As for not being lethal, this beggars belief. The reason for the low Israeli casualties is self-evidently its anti-missile protection system and the large number landing in open ground (together accounting for over 80% of the rockets). Not because these weapons, specifically designed to be lethal, had somehow failed to be so. And Qureshi is not the only one to make this bizarre statement: Richard Burden MP also describes them as “ramshackle.”

Or when Andy Slaughter MP, the shadow justice minister, quotes on his website, verbatim and at length from the Palestinian Mission UK, the unofficial embassy for Palestine. Naturally, being an arm of the Palestinian Authority, it is not exactly giving objective information, but this does not seem to bother Slaughter in the least:

“The Palestinian Mission UK strongly denounces Israel’s military escalation against the Palestinian people which hinders peaceful efforts made by Palestinians in their campaign for freedom and justice.”

“Peaceful efforts”. Ah, Hamas, that peace-loving bunch of Gandhi-esque holy men. Not suicide-bombing, civilian-targeting terrorists who oppress women and gays, you understand. The whole extract fails, predictably, to mention that any kind of attack is being carried out by Hamas. It is as if what became a final total of 1,506 rockets had simply never existed.

Then there are the increasingly incoherent ramblings of veteran backbencher Gerald Kaufman on the subject of Palestine. While Kaufman at least makes plain his dislike of terrorists Hamas – not something which all of his colleagues do – he still finds time to describe the Israeli army’s spokesperson’s words as “the reply of a Nazi.”. As ever, one wonders whether a gentile would get away with such language, with or without the benefit of parliamentary privilege.

Or Jeremy Corbyn MP’s irony-free comment that “This is effectively a first world state attacking a poor and largely defenceless population.” Defenceless, that is, except for the 1,506 not-really-lethal Fadjr-5s.

And, incidentally, after a quick Google, Labour Uncut found that Corbyn’s words did not seem to be reported in any UK national newspapers. Just the usual fringe blogs, and…wait for it, PressTV and the FARS news agency, both propaganda mouthpieces for the Iranian regime.

That is, the only coverage that Corbyn seems to achieve with such press statements is from a hostile theocracy with which Britain long ago broke off diplomatic relations, and yet which happily uses the cloak of credibility afforded by a British member of parliament to further its own pernicious, destabilising narrative.

So, albeit briefly, a light has been shone on the views of Labour representatives, regarding an issue which may well, with the rise of a nuclear Iran, come to dominate the geopolitics of the next decade or so. It’s not that Israel is blameless: it’s that there’s no attempt at balance or nuance. Israel is evil, and that’s it.

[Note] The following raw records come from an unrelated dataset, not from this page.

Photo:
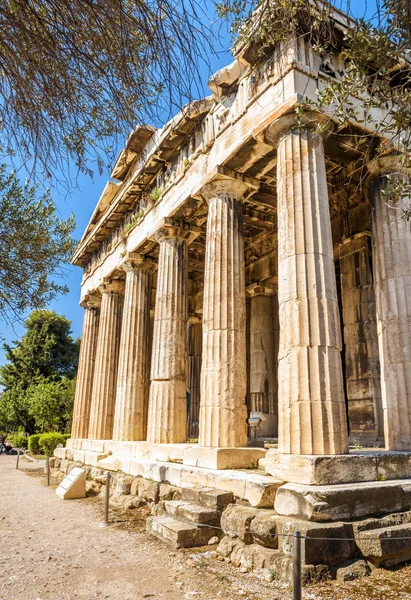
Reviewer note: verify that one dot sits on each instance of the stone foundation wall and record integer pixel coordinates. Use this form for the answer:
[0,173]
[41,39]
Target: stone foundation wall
[259,538]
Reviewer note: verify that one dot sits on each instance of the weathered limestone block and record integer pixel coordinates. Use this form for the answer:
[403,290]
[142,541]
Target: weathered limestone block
[178,534]
[86,364]
[223,411]
[228,544]
[105,371]
[236,521]
[192,512]
[262,381]
[257,557]
[223,458]
[169,492]
[209,497]
[259,492]
[391,236]
[354,570]
[312,416]
[263,528]
[347,468]
[148,490]
[386,547]
[321,543]
[123,484]
[342,502]
[130,418]
[167,399]
[362,366]
[392,520]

And in this brief spotlight, the world has seen that Labour on the middle east is a party all over the place. Even at senior levels, it has MPs with infantile, monochrome views on a complex conflict. Some of them people who, just like Galloway, think “Zionist” a terrible insult, to be hurled at anyone who dares to look at the conflict otherwise, in shades of grey.

If peace is ever to come between Israel and Palestine, what the good people of Palestine – and by that we clearly don’t mean Hamas — really need more than anything is better advocates for their legitimate cause. These people are not them.

2 comments

  1. Forgive me for reiterating a comment I've posted before but in my opinion it seems to be that if you consort with terrorists/preachers of hate, Labour seems to positively fete you but if you are pro life and/or oppose the redefinition of marriage, you are considered beyond the pale why is this?

  2. Well, that's not really true, as it happens. Lots of Catholics in Labour. When I worked at Millbank, very significant proportion of staff Catholic.